Umami is a somewhat elusive flavor in western cuisine, and even explaining it can be tricky but one food that is a good example of the tart, earthy taste is kombu, Japanese kelp. Mostly used as a soup stock, kombu is also pickled as a side dish or brewed into a tea.
And now it would seem that Hokkaido seafood company Nakai Eisaku has even created tableware from kelp. The Kombu Guinomi is a small cup crafted from a thick compound of kelp sourced from Hidaka, Hokkaido along with flour and potato starch.
The cup isn’t edible…well, I guess it technically is edible but no one is advising it. It is perishable though, and can only be used a certain amount of times before it begins to crack. Still, at 550 yen (US$5) a cup, its not a bad deal.

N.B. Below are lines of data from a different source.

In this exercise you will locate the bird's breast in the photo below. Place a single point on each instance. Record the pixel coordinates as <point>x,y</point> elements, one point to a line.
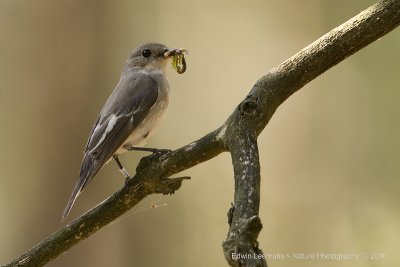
<point>151,122</point>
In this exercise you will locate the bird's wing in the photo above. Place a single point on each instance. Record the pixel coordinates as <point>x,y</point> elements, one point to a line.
<point>125,109</point>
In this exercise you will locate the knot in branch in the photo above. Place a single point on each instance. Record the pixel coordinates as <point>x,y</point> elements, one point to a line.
<point>249,106</point>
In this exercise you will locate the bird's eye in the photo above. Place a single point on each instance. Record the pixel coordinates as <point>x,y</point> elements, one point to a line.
<point>146,53</point>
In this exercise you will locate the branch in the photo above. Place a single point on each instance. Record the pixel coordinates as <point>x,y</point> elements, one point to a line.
<point>237,135</point>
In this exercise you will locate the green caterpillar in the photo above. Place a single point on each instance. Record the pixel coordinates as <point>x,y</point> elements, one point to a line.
<point>179,63</point>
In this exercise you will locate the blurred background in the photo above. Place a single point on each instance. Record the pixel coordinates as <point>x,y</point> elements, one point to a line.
<point>329,156</point>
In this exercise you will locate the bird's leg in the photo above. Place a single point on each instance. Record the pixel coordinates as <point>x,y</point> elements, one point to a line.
<point>122,169</point>
<point>148,149</point>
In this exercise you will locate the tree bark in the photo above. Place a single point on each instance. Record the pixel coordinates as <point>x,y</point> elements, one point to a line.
<point>238,135</point>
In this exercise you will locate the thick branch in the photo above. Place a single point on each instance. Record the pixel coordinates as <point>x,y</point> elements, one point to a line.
<point>267,94</point>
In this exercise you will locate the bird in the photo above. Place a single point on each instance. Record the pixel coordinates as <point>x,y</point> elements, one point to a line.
<point>130,115</point>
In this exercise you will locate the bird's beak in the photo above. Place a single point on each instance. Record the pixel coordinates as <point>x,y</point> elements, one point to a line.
<point>175,51</point>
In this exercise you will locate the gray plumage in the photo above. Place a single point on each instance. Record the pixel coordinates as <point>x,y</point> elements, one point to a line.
<point>130,115</point>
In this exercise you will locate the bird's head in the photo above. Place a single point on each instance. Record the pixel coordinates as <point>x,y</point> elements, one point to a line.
<point>151,56</point>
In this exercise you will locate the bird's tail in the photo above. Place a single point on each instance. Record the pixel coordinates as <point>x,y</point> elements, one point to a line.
<point>85,175</point>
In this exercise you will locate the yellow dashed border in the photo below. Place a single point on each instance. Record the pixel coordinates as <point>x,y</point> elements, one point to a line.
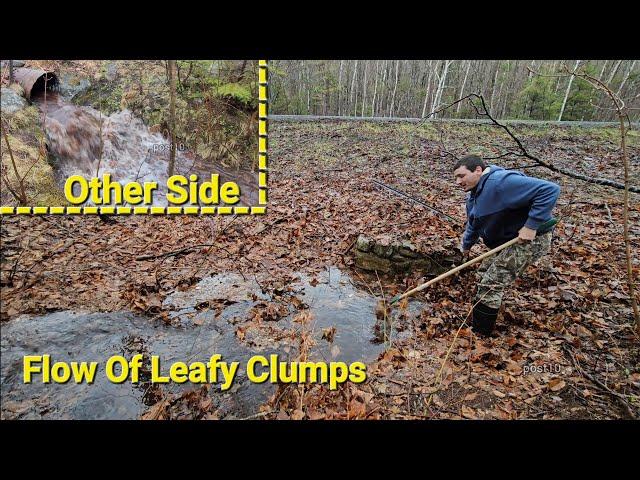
<point>260,209</point>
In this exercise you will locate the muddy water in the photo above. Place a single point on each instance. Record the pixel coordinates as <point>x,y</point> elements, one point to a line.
<point>205,319</point>
<point>85,142</point>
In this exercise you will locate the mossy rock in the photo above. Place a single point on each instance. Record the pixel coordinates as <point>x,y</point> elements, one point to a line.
<point>27,145</point>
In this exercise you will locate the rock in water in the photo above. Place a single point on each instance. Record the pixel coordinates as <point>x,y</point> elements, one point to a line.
<point>16,87</point>
<point>11,101</point>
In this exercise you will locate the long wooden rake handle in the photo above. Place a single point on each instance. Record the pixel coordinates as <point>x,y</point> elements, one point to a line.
<point>419,288</point>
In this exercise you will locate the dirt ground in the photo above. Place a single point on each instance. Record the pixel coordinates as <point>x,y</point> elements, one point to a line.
<point>565,347</point>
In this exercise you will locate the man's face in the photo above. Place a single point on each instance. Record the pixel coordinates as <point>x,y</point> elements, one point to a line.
<point>466,178</point>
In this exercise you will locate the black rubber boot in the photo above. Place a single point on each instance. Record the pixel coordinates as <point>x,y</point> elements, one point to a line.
<point>484,319</point>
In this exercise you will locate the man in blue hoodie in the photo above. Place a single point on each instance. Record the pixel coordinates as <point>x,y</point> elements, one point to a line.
<point>502,205</point>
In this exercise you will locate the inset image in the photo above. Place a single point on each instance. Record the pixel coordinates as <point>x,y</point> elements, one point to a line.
<point>136,121</point>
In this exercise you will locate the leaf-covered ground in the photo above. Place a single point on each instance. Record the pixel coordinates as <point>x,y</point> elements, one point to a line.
<point>565,347</point>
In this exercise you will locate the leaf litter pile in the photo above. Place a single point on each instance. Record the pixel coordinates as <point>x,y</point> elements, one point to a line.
<point>565,346</point>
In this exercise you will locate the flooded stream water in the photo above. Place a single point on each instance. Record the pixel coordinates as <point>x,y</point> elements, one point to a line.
<point>200,330</point>
<point>85,142</point>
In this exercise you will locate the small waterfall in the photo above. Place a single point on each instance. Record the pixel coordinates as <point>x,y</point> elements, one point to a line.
<point>85,142</point>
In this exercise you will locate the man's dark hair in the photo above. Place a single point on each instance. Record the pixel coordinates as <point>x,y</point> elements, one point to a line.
<point>471,162</point>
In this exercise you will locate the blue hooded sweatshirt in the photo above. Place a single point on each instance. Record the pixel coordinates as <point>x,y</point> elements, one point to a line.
<point>503,202</point>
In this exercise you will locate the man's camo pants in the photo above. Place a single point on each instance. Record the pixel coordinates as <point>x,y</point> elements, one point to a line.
<point>499,271</point>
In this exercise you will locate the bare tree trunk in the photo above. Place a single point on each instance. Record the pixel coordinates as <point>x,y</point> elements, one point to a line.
<point>603,68</point>
<point>395,88</point>
<point>441,84</point>
<point>375,90</point>
<point>364,92</point>
<point>566,95</point>
<point>384,85</point>
<point>493,87</point>
<point>464,83</point>
<point>613,72</point>
<point>353,82</point>
<point>172,116</point>
<point>626,78</point>
<point>340,87</point>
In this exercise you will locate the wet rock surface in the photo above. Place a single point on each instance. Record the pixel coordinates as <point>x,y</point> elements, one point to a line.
<point>387,255</point>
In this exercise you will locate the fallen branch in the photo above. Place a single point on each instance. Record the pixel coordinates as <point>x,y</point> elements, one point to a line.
<point>602,386</point>
<point>553,168</point>
<point>175,252</point>
<point>402,194</point>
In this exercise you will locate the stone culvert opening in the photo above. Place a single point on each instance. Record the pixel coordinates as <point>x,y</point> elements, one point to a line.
<point>35,80</point>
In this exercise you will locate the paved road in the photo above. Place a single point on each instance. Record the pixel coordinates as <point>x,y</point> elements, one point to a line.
<point>315,118</point>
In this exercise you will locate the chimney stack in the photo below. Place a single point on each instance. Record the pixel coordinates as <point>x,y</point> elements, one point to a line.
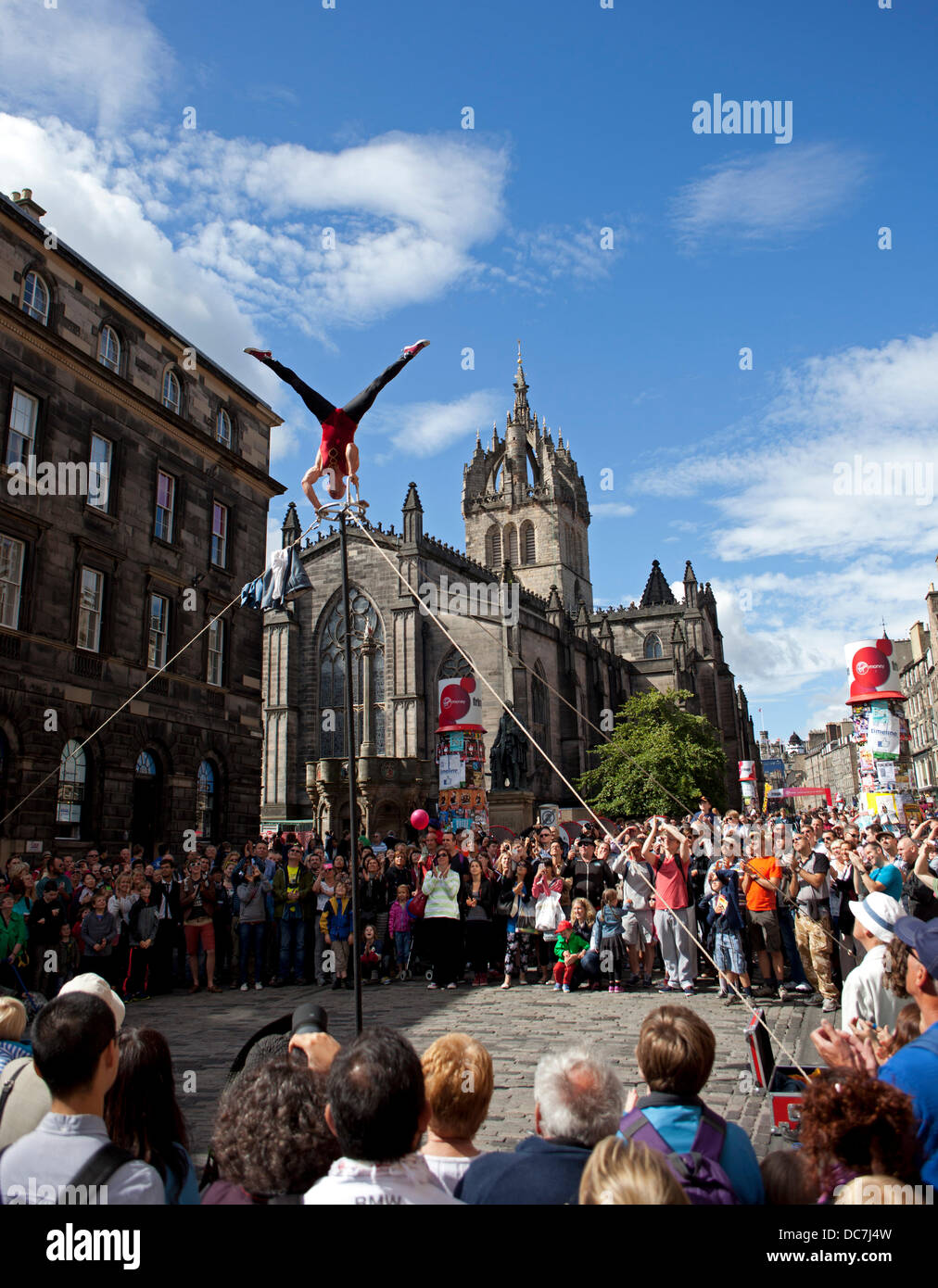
<point>27,205</point>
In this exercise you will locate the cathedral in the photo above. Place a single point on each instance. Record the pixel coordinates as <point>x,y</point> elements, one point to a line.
<point>519,603</point>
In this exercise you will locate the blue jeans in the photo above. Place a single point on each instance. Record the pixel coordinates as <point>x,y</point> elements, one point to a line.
<point>786,925</point>
<point>251,938</point>
<point>293,937</point>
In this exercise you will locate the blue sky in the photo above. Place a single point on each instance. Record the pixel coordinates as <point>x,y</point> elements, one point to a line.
<point>350,118</point>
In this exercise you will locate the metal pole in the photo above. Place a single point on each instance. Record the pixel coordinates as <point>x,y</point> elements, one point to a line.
<point>350,766</point>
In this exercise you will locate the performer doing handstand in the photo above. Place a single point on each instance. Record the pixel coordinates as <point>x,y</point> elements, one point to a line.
<point>337,453</point>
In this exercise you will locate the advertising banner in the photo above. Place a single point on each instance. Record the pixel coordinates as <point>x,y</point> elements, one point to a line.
<point>874,671</point>
<point>882,732</point>
<point>460,706</point>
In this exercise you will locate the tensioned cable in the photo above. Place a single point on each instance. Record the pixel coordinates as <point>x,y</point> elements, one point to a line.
<point>651,778</point>
<point>570,786</point>
<point>133,696</point>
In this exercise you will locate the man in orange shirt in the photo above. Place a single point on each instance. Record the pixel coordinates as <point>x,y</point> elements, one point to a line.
<point>762,878</point>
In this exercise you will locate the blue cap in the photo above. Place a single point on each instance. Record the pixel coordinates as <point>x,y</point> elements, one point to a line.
<point>923,937</point>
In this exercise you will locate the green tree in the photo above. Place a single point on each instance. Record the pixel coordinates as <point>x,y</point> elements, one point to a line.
<point>656,747</point>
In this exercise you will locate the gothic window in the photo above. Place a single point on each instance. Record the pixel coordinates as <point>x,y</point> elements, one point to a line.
<point>454,667</point>
<point>528,550</point>
<point>653,647</point>
<point>494,548</point>
<point>333,676</point>
<point>539,705</point>
<point>36,297</point>
<point>71,789</point>
<point>509,545</point>
<point>207,802</point>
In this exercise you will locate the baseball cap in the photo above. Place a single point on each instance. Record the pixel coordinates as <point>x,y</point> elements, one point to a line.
<point>878,912</point>
<point>923,937</point>
<point>96,987</point>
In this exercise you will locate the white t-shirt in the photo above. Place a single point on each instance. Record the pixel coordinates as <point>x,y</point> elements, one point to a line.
<point>449,1171</point>
<point>407,1181</point>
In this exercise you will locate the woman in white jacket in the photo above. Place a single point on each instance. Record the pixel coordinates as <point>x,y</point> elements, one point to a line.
<point>442,925</point>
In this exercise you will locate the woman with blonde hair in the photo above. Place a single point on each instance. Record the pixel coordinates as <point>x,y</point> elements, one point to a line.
<point>459,1080</point>
<point>620,1175</point>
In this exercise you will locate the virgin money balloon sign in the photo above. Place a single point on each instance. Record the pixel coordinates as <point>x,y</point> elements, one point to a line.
<point>874,671</point>
<point>460,706</point>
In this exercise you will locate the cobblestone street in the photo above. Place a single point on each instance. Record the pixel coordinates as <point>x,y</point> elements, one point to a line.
<point>517,1026</point>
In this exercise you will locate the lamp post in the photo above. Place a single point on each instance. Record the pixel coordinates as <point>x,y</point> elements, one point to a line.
<point>339,511</point>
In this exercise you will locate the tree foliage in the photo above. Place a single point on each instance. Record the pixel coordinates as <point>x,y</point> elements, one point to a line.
<point>656,747</point>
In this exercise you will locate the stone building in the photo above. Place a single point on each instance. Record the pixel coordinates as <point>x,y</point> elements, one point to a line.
<point>920,686</point>
<point>146,512</point>
<point>518,600</point>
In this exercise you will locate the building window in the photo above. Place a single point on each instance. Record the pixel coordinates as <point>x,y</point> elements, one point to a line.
<point>539,702</point>
<point>205,800</point>
<point>89,610</point>
<point>171,392</point>
<point>509,545</point>
<point>494,548</point>
<point>217,654</point>
<point>454,667</point>
<point>99,473</point>
<point>22,428</point>
<point>109,349</point>
<point>220,535</point>
<point>71,787</point>
<point>333,674</point>
<point>653,648</point>
<point>36,297</point>
<point>528,550</point>
<point>165,506</point>
<point>158,631</point>
<point>10,580</point>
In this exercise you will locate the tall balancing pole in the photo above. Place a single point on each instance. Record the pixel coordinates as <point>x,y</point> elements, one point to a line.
<point>350,770</point>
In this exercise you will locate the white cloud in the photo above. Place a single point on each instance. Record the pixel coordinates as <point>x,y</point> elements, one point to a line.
<point>782,191</point>
<point>782,631</point>
<point>102,62</point>
<point>611,511</point>
<point>843,461</point>
<point>432,426</point>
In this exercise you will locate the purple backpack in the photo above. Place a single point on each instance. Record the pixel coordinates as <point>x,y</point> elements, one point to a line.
<point>699,1172</point>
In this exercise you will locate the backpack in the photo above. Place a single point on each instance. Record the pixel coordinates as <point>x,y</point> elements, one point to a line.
<point>699,1172</point>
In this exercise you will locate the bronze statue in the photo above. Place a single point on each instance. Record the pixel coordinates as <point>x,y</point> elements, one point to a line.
<point>508,758</point>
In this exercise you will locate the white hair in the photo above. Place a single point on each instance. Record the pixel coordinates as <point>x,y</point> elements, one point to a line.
<point>580,1096</point>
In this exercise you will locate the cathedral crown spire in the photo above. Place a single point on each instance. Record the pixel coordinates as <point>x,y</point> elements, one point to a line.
<point>522,412</point>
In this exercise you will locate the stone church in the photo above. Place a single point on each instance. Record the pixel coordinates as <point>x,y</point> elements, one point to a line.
<point>518,600</point>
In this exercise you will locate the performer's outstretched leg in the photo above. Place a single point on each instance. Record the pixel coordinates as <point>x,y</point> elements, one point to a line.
<point>356,409</point>
<point>319,406</point>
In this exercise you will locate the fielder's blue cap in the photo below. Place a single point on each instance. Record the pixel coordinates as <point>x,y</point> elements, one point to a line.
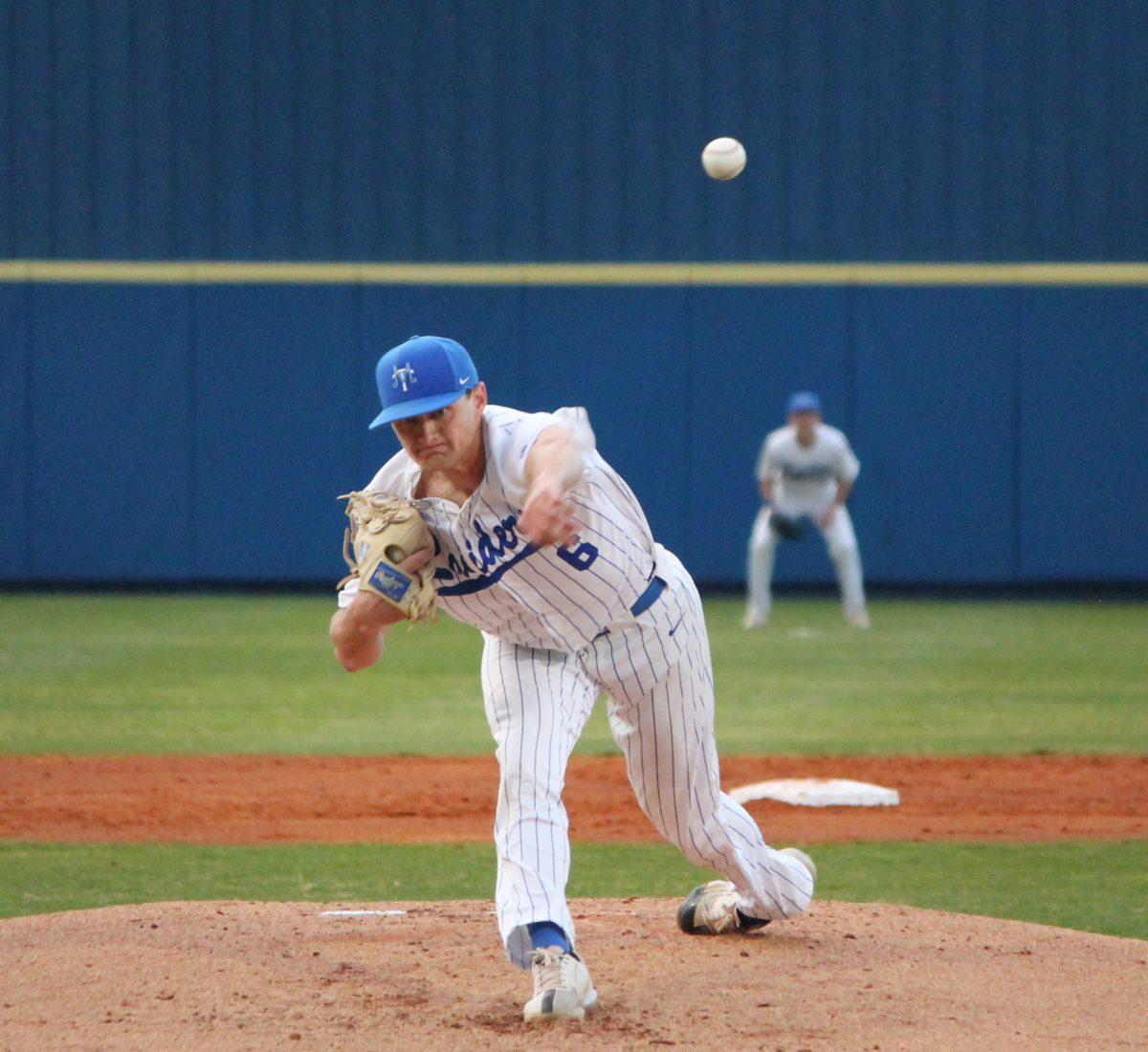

Our writer Masami K ordered one from the online shop linked below to see how Kombu Guinomi could enhance a few classic Japanese tastes.
▼ The bottom of the cup
Picking it up, it was really light and felt a little soft, but also thick and durable – kind of like a nerf sake cup. Masami could easily feel the kombu texture and it even smelled faintly of a rocky sea shore.
Since certain varieties of sake are also rich in umami flavor, this seemed like a perfect match. Masami grabbed a bottle and filled her Kombu Guiomi up. She followed the instructions which said sake or tea should be left to sit for a while before drinking to allow the kelp time to infuse.
After taking a gulp, Masami could detect the kelp both where her lips touched the cup and in an aroma that filled her mouth and nose. Kelp is something of an acquired taste, so this might not appeal to everyone, but as someone who came from a coastal town, she appreciated the nautical touch it brought.
Still, it wasn’t enough to make her crave more. She felt this cup had some potential but wasn’t sure how to fully unlock it. It was her friend who suggested: “Kelp is used in soup, so why not drink miso soup from it?”
After whipping up a pot, Masami poured a Kombu Guinomi and again let it sit for a bit. Sure enough, the umami of the kelp really amplified the savory taste of the soup once again bringing full taste to her lips and nose.
Again, you probably need to be on board with the taste of kelp before diving into a Kombu Guinomi. But for kombu fans, it can be a really fun experiment to combine with different things and see what works. Seems like a really nice chawanmushi could be made if the cup holds up to the cooking.